Yo, Superdelegates, your moment in time is now

Listen up, Supers.  This is the moment you were created for.

You’ve prepared for it.  You’ve practiced for it.  You’re ready.  This is why you exist.  (No.  Supers were not invented just to guarantee nice floor seats at the convention.)

Your job is to insure the good of the party, to step in and act when needed so that Democrats, top and down ballot, will be elected in November.

Some years your wisdom and courage isn’t needed, but this year it’s needed big time.  The field has narrowed to two candidates.  Neither candidate will get to the magic number of 2025 based on the primary/caucus process alone, but one candidate will be ahead in every metric—popular vote, pledged delegates, and states won.

Our front-runner is an extraordinary leader, offering a new kind of politics and bringing new voices and energy to the Democratic party.

There’s just one problem.  The runner-up won’t quit the campaign.

In fact, the race was decided on March 4.  In the words of her surrogate in chief, the former president, Senator Clinton needed a big win in both Ohio and Texas to stay in the race.  She did get a strong win, but not strong enough to leave her as a realistic contender.  But with a 25-point lead in Pennsylvania—turf just made for her—and with a hoped for uptick in contributions, she decided to campaign on.  That wasn’t good, but it was understandable.

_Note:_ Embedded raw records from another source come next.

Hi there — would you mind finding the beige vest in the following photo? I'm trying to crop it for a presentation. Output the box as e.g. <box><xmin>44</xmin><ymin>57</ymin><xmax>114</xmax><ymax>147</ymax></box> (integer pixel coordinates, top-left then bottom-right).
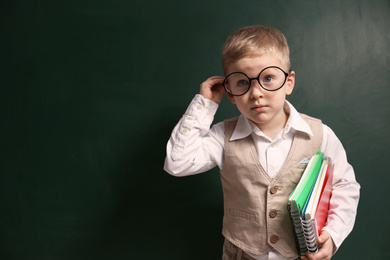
<box><xmin>220</xmin><ymin>114</ymin><xmax>323</xmax><ymax>258</ymax></box>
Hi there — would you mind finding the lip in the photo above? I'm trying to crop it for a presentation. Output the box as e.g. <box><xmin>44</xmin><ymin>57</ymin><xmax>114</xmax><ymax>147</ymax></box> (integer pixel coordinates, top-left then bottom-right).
<box><xmin>251</xmin><ymin>105</ymin><xmax>267</xmax><ymax>112</ymax></box>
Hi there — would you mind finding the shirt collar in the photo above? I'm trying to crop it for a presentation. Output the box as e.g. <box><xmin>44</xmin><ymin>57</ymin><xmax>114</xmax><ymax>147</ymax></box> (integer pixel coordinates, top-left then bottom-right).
<box><xmin>230</xmin><ymin>100</ymin><xmax>313</xmax><ymax>141</ymax></box>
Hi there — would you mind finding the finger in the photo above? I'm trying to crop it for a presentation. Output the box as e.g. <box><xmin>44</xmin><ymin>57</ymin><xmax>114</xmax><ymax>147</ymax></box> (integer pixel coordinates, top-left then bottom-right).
<box><xmin>206</xmin><ymin>76</ymin><xmax>225</xmax><ymax>82</ymax></box>
<box><xmin>200</xmin><ymin>76</ymin><xmax>226</xmax><ymax>103</ymax></box>
<box><xmin>300</xmin><ymin>255</ymin><xmax>313</xmax><ymax>260</ymax></box>
<box><xmin>318</xmin><ymin>231</ymin><xmax>330</xmax><ymax>244</ymax></box>
<box><xmin>312</xmin><ymin>235</ymin><xmax>333</xmax><ymax>260</ymax></box>
<box><xmin>209</xmin><ymin>77</ymin><xmax>225</xmax><ymax>88</ymax></box>
<box><xmin>201</xmin><ymin>77</ymin><xmax>224</xmax><ymax>88</ymax></box>
<box><xmin>201</xmin><ymin>78</ymin><xmax>225</xmax><ymax>94</ymax></box>
<box><xmin>208</xmin><ymin>76</ymin><xmax>225</xmax><ymax>80</ymax></box>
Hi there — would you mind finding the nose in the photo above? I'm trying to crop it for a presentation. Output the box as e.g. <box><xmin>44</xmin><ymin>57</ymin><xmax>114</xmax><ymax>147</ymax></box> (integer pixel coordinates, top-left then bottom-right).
<box><xmin>249</xmin><ymin>79</ymin><xmax>264</xmax><ymax>99</ymax></box>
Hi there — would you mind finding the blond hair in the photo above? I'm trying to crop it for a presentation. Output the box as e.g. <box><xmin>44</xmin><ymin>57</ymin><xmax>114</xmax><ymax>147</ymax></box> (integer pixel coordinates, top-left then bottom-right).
<box><xmin>222</xmin><ymin>25</ymin><xmax>290</xmax><ymax>73</ymax></box>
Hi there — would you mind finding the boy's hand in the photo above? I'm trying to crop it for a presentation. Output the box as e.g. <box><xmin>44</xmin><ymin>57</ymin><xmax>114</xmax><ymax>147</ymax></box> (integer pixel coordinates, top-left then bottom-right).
<box><xmin>300</xmin><ymin>231</ymin><xmax>335</xmax><ymax>260</ymax></box>
<box><xmin>200</xmin><ymin>76</ymin><xmax>225</xmax><ymax>104</ymax></box>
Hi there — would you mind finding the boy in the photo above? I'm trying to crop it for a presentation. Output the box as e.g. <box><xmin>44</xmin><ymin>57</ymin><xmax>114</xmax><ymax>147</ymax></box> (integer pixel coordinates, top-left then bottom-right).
<box><xmin>164</xmin><ymin>25</ymin><xmax>360</xmax><ymax>260</ymax></box>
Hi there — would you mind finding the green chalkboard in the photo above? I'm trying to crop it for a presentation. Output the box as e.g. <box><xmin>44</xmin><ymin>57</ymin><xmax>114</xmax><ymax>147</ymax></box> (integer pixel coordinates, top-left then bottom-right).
<box><xmin>1</xmin><ymin>0</ymin><xmax>389</xmax><ymax>259</ymax></box>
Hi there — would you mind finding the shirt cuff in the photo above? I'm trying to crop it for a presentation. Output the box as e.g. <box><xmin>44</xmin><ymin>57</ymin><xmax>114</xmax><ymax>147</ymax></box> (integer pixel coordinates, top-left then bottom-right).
<box><xmin>321</xmin><ymin>227</ymin><xmax>340</xmax><ymax>255</ymax></box>
<box><xmin>184</xmin><ymin>94</ymin><xmax>219</xmax><ymax>125</ymax></box>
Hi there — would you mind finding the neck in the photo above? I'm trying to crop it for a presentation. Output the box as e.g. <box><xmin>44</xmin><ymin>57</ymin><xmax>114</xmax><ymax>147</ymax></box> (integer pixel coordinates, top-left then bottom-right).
<box><xmin>257</xmin><ymin>107</ymin><xmax>290</xmax><ymax>140</ymax></box>
<box><xmin>259</xmin><ymin>118</ymin><xmax>287</xmax><ymax>140</ymax></box>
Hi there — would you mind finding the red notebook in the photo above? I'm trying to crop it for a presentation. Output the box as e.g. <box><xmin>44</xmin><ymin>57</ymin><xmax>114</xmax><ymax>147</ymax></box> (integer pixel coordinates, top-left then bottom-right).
<box><xmin>315</xmin><ymin>164</ymin><xmax>334</xmax><ymax>232</ymax></box>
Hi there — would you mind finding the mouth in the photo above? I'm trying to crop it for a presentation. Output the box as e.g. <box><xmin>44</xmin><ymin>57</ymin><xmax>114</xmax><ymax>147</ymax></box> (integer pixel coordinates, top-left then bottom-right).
<box><xmin>251</xmin><ymin>105</ymin><xmax>267</xmax><ymax>112</ymax></box>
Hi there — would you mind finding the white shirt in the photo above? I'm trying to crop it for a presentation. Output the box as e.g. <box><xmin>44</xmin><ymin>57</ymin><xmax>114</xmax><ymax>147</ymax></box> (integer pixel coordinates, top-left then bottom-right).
<box><xmin>164</xmin><ymin>94</ymin><xmax>360</xmax><ymax>260</ymax></box>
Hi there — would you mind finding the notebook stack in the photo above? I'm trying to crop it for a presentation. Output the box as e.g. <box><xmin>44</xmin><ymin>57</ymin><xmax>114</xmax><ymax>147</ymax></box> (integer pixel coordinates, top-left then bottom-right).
<box><xmin>287</xmin><ymin>151</ymin><xmax>334</xmax><ymax>257</ymax></box>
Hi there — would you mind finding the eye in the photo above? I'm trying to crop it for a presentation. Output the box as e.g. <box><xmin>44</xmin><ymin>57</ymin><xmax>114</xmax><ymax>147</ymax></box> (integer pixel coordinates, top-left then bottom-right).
<box><xmin>237</xmin><ymin>80</ymin><xmax>249</xmax><ymax>87</ymax></box>
<box><xmin>263</xmin><ymin>75</ymin><xmax>274</xmax><ymax>83</ymax></box>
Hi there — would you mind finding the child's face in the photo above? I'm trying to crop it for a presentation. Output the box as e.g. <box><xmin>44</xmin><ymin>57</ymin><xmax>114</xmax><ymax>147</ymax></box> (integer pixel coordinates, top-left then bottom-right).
<box><xmin>225</xmin><ymin>53</ymin><xmax>295</xmax><ymax>132</ymax></box>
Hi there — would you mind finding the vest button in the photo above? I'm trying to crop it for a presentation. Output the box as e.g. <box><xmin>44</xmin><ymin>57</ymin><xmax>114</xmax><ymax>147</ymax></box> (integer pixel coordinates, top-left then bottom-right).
<box><xmin>270</xmin><ymin>235</ymin><xmax>279</xmax><ymax>244</ymax></box>
<box><xmin>270</xmin><ymin>186</ymin><xmax>278</xmax><ymax>194</ymax></box>
<box><xmin>269</xmin><ymin>210</ymin><xmax>278</xmax><ymax>218</ymax></box>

Then comes the Pennsylvania primary.  Anything short of a 20-point victory wouldn’t be enough.  But her 25-point lead dwindled to 9%.  She claimed victory that night, but instead of graciously conceding in the next few days, she just went on.  And on.  And on.

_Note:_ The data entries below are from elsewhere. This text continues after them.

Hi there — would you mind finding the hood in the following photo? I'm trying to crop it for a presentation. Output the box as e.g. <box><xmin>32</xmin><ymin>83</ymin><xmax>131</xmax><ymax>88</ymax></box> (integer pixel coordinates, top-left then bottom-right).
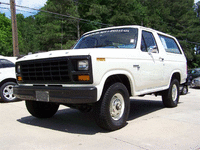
<box><xmin>17</xmin><ymin>49</ymin><xmax>93</xmax><ymax>62</ymax></box>
<box><xmin>16</xmin><ymin>48</ymin><xmax>138</xmax><ymax>62</ymax></box>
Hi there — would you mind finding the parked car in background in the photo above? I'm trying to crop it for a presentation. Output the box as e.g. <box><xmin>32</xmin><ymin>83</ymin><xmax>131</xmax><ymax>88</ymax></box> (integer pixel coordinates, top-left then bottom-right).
<box><xmin>188</xmin><ymin>68</ymin><xmax>200</xmax><ymax>84</ymax></box>
<box><xmin>0</xmin><ymin>55</ymin><xmax>18</xmax><ymax>102</ymax></box>
<box><xmin>191</xmin><ymin>77</ymin><xmax>200</xmax><ymax>88</ymax></box>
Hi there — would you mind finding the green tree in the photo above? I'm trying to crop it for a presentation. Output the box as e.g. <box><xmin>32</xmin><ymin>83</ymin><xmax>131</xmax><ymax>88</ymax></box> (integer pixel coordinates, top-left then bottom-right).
<box><xmin>0</xmin><ymin>13</ymin><xmax>25</xmax><ymax>56</ymax></box>
<box><xmin>0</xmin><ymin>13</ymin><xmax>13</xmax><ymax>56</ymax></box>
<box><xmin>108</xmin><ymin>0</ymin><xmax>147</xmax><ymax>26</ymax></box>
<box><xmin>17</xmin><ymin>14</ymin><xmax>40</xmax><ymax>54</ymax></box>
<box><xmin>167</xmin><ymin>0</ymin><xmax>200</xmax><ymax>68</ymax></box>
<box><xmin>78</xmin><ymin>0</ymin><xmax>147</xmax><ymax>29</ymax></box>
<box><xmin>14</xmin><ymin>0</ymin><xmax>200</xmax><ymax>68</ymax></box>
<box><xmin>142</xmin><ymin>0</ymin><xmax>200</xmax><ymax>68</ymax></box>
<box><xmin>35</xmin><ymin>0</ymin><xmax>79</xmax><ymax>51</ymax></box>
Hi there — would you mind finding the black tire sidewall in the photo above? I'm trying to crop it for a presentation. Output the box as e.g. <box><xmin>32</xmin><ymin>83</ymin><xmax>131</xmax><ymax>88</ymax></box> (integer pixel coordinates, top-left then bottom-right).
<box><xmin>162</xmin><ymin>79</ymin><xmax>180</xmax><ymax>107</ymax></box>
<box><xmin>0</xmin><ymin>82</ymin><xmax>17</xmax><ymax>102</ymax></box>
<box><xmin>25</xmin><ymin>100</ymin><xmax>59</xmax><ymax>118</ymax></box>
<box><xmin>95</xmin><ymin>82</ymin><xmax>130</xmax><ymax>131</ymax></box>
<box><xmin>181</xmin><ymin>86</ymin><xmax>188</xmax><ymax>95</ymax></box>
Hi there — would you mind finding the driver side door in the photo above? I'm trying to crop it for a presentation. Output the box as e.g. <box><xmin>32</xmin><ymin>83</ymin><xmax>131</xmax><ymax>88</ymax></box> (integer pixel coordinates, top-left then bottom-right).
<box><xmin>138</xmin><ymin>30</ymin><xmax>165</xmax><ymax>90</ymax></box>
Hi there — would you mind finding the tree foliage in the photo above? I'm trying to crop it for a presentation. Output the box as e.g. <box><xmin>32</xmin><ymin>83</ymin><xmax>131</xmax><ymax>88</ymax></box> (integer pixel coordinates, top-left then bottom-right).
<box><xmin>0</xmin><ymin>0</ymin><xmax>200</xmax><ymax>67</ymax></box>
<box><xmin>34</xmin><ymin>0</ymin><xmax>79</xmax><ymax>51</ymax></box>
<box><xmin>0</xmin><ymin>13</ymin><xmax>13</xmax><ymax>56</ymax></box>
<box><xmin>16</xmin><ymin>14</ymin><xmax>39</xmax><ymax>54</ymax></box>
<box><xmin>0</xmin><ymin>13</ymin><xmax>24</xmax><ymax>56</ymax></box>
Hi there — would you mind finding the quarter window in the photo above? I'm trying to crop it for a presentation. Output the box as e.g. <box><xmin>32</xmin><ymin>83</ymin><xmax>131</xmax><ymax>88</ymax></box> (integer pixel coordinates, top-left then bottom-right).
<box><xmin>159</xmin><ymin>34</ymin><xmax>181</xmax><ymax>54</ymax></box>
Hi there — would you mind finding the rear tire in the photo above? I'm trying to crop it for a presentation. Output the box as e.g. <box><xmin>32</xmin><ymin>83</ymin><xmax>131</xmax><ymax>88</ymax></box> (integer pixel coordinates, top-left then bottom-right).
<box><xmin>162</xmin><ymin>79</ymin><xmax>180</xmax><ymax>107</ymax></box>
<box><xmin>94</xmin><ymin>83</ymin><xmax>130</xmax><ymax>131</ymax></box>
<box><xmin>25</xmin><ymin>101</ymin><xmax>59</xmax><ymax>118</ymax></box>
<box><xmin>181</xmin><ymin>85</ymin><xmax>188</xmax><ymax>95</ymax></box>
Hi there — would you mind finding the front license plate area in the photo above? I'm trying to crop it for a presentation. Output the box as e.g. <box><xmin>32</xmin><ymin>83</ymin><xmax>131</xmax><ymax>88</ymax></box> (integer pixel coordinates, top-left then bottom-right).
<box><xmin>36</xmin><ymin>91</ymin><xmax>49</xmax><ymax>102</ymax></box>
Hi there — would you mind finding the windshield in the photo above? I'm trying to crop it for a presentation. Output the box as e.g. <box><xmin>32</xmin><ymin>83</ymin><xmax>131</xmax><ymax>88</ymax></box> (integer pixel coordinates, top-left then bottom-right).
<box><xmin>74</xmin><ymin>28</ymin><xmax>138</xmax><ymax>49</ymax></box>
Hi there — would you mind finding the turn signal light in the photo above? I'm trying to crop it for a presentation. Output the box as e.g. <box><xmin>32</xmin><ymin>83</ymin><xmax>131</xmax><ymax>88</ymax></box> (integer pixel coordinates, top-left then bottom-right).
<box><xmin>17</xmin><ymin>76</ymin><xmax>22</xmax><ymax>81</ymax></box>
<box><xmin>78</xmin><ymin>75</ymin><xmax>90</xmax><ymax>81</ymax></box>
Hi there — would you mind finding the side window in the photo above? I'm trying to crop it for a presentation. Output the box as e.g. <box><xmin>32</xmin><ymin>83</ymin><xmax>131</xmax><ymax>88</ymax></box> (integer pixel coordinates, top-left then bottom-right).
<box><xmin>141</xmin><ymin>31</ymin><xmax>158</xmax><ymax>53</ymax></box>
<box><xmin>158</xmin><ymin>34</ymin><xmax>181</xmax><ymax>54</ymax></box>
<box><xmin>0</xmin><ymin>59</ymin><xmax>15</xmax><ymax>68</ymax></box>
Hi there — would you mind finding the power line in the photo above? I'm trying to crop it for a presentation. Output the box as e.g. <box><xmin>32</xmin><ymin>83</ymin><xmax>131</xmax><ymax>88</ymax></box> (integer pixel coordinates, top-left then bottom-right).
<box><xmin>0</xmin><ymin>1</ymin><xmax>111</xmax><ymax>27</ymax></box>
<box><xmin>0</xmin><ymin>6</ymin><xmax>10</xmax><ymax>11</ymax></box>
<box><xmin>0</xmin><ymin>6</ymin><xmax>39</xmax><ymax>18</ymax></box>
<box><xmin>179</xmin><ymin>39</ymin><xmax>200</xmax><ymax>45</ymax></box>
<box><xmin>1</xmin><ymin>1</ymin><xmax>199</xmax><ymax>45</ymax></box>
<box><xmin>1</xmin><ymin>5</ymin><xmax>106</xmax><ymax>28</ymax></box>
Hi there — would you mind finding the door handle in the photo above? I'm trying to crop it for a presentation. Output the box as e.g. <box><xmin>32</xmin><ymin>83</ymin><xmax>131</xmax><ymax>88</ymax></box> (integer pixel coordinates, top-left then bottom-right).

It would be funny–it’s already fodder for the late night comics—if it weren’t so damaging to the party.  We’ve left our Democratic nominee to fight on two fronts—one of them from inside the party—when the party should have his back.

But you, oh Superdelegate, can stop the insanity.  Wait, you say?  Is he electable?  Let’s compare the two.

  • Senator Obama comes with baggage.  Senator Clinton comes with baggage.
  • He’s young.  Shouldn’t be a problem since the Republican candidate is perceived as too old and is showing signs of inattention.  She’s a nice in-between age, but with little experience of her own.
  • He’s African-American.  Yep.  And there are still racists in this country who will not vote for someone based solely on race.  She’s female.  And there are still sexists in this country who don’t think a woman can be president.
  • He has uncomfortable associations, such as the Rev. Jeremiah Wright and Bill Ayers.  She has . . . a long, very long, list.  The ink wouldn’t have been dry on her nomination papers before the where-are-they-now stories about Gennifer, Paula, and Monica would have shown up.  Then there was Whitewater Gate, Travel Gate, friends in prison, who-knows-what-else Gate, rude behavior, sniper fire, NAFTA.  Why didn’t these come up much during the primaries?  Who was going to bring them up?  Not the media who want her to keep running.  It fills their air time.  Not the Republicans who want to see her nominated, as the easier candidate to beat.  And not Senator Obama because that’s not the kind of campaign he is running.

So, Supers, this is your moment.  As the song says . . .

“I face the pain/I rise and fall/Yet through it all/This much remains

“I want one moment in time/When I’m more than I thought I could be/When all of my dreams are a heartbeat away/And the answers are all up to me/Give me one moment in time/
When I’m racing with destiny . . . “

Not later.  Now.  Right.  Now.  Before the polls close tomorrow.  Or at least before the sun rises on Wednesday.  Man-up or put on your big girl panties, whichever suits, and get ‘er done.  This is your moment in time.


One response to “Yo, Superdelegates, your moment in time is now

  1. Steven Satzger

    I agree that this is the time for the superdelegates to step up to the plate. Let’s lok at the facts of the last few weeks. Hillary’s baggage is huge, and she has managed to look cool and confident. Obama gets a little bad press, and we see a man without a country on the TV.

    Does anyone think the Republicans will let this disappear in the general election? And if Obama crumbles like a school girl at the first criticism, what chance do Democrats have in the fall?